1) Aridity - west of the 100th meridian, we get less than 20 inches of rainfall a year, which means that farmers rely heavily on irrigation and reservoirs. It's the main reason for the establishment of western water law.
2) Public lands - nationwide, the federal government owns about 25 percent of the land. In the intermountain west, that number goes up to 50 percent. And on the Colorado Plateau - two-thirds of that land belongs to the federal government. That's a lot of land to manage.
3) Range land - grazing land, for which the Colorado Plateau is not well-suited, as it causes a lot of damage, although that hasn't stopped ranchers.
4) Timber land - forest land is not abundant in this area and logging here has come way down in recent years but it's still a disputed resource.
5) Minerals - this includes hard rock minerals, like gold, and energy fuels, like coal and uranium.
6) Big build-up - following World War II, there was a huge rush on the west.
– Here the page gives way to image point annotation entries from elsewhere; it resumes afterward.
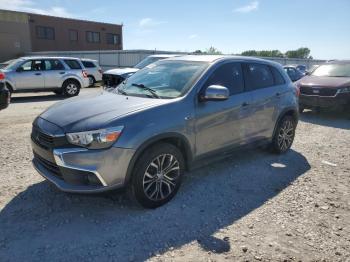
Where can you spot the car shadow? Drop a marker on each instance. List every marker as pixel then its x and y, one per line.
pixel 330 118
pixel 42 223
pixel 36 98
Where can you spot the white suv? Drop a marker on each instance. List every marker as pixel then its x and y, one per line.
pixel 63 75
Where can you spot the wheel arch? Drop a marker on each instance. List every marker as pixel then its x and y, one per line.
pixel 291 111
pixel 176 139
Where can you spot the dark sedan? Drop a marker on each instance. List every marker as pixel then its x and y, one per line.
pixel 328 86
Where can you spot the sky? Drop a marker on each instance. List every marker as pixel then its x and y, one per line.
pixel 232 26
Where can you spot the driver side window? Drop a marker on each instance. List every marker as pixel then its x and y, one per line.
pixel 27 66
pixel 229 75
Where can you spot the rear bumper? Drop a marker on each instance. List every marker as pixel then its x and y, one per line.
pixel 79 170
pixel 340 99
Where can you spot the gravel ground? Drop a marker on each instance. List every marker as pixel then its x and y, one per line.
pixel 250 206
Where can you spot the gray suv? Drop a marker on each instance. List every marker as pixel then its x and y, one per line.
pixel 62 75
pixel 164 119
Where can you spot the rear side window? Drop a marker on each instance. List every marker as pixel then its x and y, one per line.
pixel 73 64
pixel 53 64
pixel 229 75
pixel 257 76
pixel 279 80
pixel 88 64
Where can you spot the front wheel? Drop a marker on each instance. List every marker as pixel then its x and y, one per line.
pixel 284 135
pixel 157 176
pixel 71 88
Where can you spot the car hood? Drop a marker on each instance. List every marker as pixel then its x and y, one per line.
pixel 121 71
pixel 321 81
pixel 95 111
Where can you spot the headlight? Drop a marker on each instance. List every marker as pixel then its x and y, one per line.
pixel 96 139
pixel 344 90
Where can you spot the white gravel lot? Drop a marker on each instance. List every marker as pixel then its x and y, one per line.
pixel 252 206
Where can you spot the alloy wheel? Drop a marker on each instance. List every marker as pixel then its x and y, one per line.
pixel 71 89
pixel 286 135
pixel 161 176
The population quintupled and what city leaders wanted most for growth were water and energy. Big infrastructure projects got underway - the Glen Canyon Dam, Hoover Dam - and mining for coal and uranium took off. All this at a time when there was no regulations governing clean water or air.
7) Parks and monuments - those particularly breathtaking spots: the Grand Canyon, Grand Staircase Escalante National Monument, Bryce Canyon, Arches National Park...
8) Wilderness - protected areas, which preserve a natural resource that's not much discussed: the beauty of the land, as untouched and as wild as possible.
9) Mormons - they were the first whites to settle many parts of the Colorado Plateau, giving them a strong interest in ownership of the land and a tremendous amount of power in deciding what's to be done with it.
10) Indian tribes - they, too, have a strong interest in how the land is used and many have a central belief that the earth is a living conscious being to be treated with respect and care.
In short, there are a lot of interests here and a lot of resources that many people and industries would like to control. It will be interesting to see what's been done historically, as well as try to understand and anticipate what we might see going forward.